Friday, May 16, 2008

"Certain Girls" Jennifer Weiner

I've been waiting a long time to read this book. In fact I've had it on hold from my local library from 10/06/07, and I couldn't wait until it came in. I was fully prepared to be disappointed. That sounds bad, but let me explain. "Certain Girls" is Weiner's follow-up novel to her previous work "Good in Bed". I loved "Good in Bed". It has a special place on my bookshelf and I even chose that book as the one I took with me to the hospital when I had my son Jarek (you'd be amazed at how much reading you can do with a quiet, well-behaved newborn at your side). "Certain Girls" is the story of Cannie, the main character in "Good in Bed" 12 years after she's had her daughter Joy. She's married now, raising her daughter, living the good (safe) life. I thought that I wouldn't like this book because I loved the Cannie in her 20's from "Good in Bed" and I wasn't sure that I would like the older version (have I mentioned that I have issues with change?).

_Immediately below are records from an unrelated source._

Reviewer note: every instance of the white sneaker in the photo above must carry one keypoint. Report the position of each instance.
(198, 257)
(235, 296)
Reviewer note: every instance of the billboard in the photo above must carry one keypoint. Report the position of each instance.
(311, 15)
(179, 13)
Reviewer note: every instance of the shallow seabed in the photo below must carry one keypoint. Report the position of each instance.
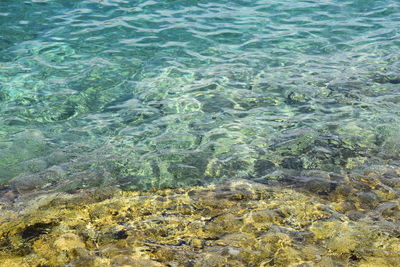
(199, 132)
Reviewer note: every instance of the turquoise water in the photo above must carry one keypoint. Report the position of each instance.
(143, 94)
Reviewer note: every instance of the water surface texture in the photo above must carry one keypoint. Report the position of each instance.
(144, 94)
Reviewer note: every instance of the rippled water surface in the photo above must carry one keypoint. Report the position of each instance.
(144, 94)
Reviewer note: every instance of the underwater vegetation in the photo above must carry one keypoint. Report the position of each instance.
(233, 223)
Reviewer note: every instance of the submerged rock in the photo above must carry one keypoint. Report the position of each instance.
(235, 223)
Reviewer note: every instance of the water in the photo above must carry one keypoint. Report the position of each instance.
(144, 94)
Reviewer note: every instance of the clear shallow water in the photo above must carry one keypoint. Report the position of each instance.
(144, 94)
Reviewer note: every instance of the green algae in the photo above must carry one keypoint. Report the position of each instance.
(237, 223)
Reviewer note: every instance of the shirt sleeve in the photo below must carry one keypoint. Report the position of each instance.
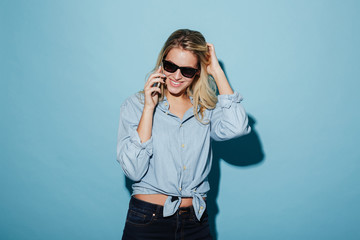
(229, 119)
(133, 155)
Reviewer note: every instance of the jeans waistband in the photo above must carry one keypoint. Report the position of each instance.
(137, 203)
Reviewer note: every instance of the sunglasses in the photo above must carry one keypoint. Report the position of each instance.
(185, 71)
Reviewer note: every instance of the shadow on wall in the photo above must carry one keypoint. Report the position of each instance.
(242, 152)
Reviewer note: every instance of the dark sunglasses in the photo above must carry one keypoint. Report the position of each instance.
(185, 71)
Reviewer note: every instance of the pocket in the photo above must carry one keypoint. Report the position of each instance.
(139, 216)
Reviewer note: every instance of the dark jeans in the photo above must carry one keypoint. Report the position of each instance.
(145, 221)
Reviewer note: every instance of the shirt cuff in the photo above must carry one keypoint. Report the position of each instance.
(225, 100)
(135, 139)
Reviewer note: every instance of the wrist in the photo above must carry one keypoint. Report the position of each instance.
(218, 74)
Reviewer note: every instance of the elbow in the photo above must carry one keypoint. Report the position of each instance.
(131, 169)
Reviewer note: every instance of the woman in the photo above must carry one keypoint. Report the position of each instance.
(164, 139)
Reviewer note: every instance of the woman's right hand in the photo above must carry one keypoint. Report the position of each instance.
(150, 91)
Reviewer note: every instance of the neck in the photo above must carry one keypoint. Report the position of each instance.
(177, 98)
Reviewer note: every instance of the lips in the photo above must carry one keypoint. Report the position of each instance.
(174, 83)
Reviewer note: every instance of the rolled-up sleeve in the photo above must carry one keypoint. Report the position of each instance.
(133, 155)
(229, 119)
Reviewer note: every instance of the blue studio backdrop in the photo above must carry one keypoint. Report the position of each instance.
(66, 66)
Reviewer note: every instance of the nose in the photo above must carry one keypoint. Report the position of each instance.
(177, 74)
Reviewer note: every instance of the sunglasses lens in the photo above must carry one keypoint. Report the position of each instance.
(169, 67)
(188, 72)
(185, 71)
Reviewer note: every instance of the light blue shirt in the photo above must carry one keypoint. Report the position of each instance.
(176, 160)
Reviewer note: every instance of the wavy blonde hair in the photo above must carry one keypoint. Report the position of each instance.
(203, 88)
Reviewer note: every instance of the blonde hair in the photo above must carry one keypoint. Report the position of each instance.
(203, 88)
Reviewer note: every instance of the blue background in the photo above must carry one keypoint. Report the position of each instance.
(66, 66)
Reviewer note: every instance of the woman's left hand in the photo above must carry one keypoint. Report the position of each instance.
(214, 67)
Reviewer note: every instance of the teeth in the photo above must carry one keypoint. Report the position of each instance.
(175, 83)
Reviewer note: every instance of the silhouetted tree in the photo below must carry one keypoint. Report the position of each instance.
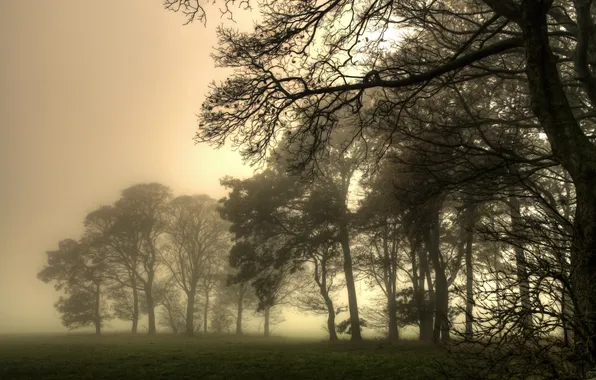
(77, 269)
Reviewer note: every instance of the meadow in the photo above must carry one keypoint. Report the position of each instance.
(128, 357)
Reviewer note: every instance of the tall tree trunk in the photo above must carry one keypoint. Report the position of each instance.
(135, 304)
(521, 267)
(390, 278)
(441, 326)
(424, 313)
(577, 155)
(266, 323)
(97, 315)
(469, 286)
(331, 319)
(190, 310)
(470, 219)
(350, 285)
(240, 309)
(150, 309)
(206, 311)
(392, 310)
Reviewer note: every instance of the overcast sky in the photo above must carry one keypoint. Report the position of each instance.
(95, 96)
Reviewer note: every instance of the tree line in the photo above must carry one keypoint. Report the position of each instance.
(471, 125)
(149, 250)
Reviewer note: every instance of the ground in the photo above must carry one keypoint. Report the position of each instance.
(127, 357)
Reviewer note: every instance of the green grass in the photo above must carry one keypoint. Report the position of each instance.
(128, 357)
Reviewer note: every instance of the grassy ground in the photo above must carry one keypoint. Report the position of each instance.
(130, 357)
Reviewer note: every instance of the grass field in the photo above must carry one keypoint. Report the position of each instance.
(127, 357)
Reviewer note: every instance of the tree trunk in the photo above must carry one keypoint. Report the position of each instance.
(150, 310)
(577, 155)
(424, 313)
(469, 286)
(190, 311)
(330, 318)
(206, 312)
(266, 324)
(469, 222)
(135, 305)
(350, 285)
(441, 325)
(392, 310)
(521, 268)
(97, 319)
(239, 310)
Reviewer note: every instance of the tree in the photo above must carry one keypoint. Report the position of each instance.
(142, 209)
(122, 258)
(78, 270)
(197, 237)
(450, 42)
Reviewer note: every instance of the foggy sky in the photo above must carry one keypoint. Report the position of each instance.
(96, 95)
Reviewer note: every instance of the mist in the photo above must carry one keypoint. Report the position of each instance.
(223, 174)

Thankfully, I was wrong, and I loved this book as much as her previous ones. The story is told from two perspectives: Cannie's, and her daughter Joy's. Joy is almost 13 now, and going through all of the things that teenagers normally experience, namely hating her overprotective, overbearing mother. Cannie is trying to balance married life with being a mother, and she's also dealing with the aftermath of the novel that she wrote when Joy was a baby, essentially as revenge on her ex-boyfriend who had left her pregnant and alone. To add to the things that Cannie's dealing with, her husband Peter wants to have a baby. Since Cannie is infertile following an accident that she had while pregnant with Joy, which caused her to come two months early, their options are adoption or hiring a surrogate, neither one an easy decision to be taken lightly.

The rest of the novel follows these two as they survive everyday life with each other while forming a bond between mother and daughter that will last a lifetime. I'm not ashamed to say that I cried during this book, and not even during the parts that you would think you would cry. Weiner does such an effective job of conveying emotions such as teenage angst and motherly love that it really did bring me to tears (My three-year-old saw me crying and came up to me and said "Does Mommy have a boo-boo? I kiss it better!") Quite obviously I loved it, as both a mother and as a former teenager, and I can't recommend it enough. If you haven't already read it, I would suggest that you do, and soon!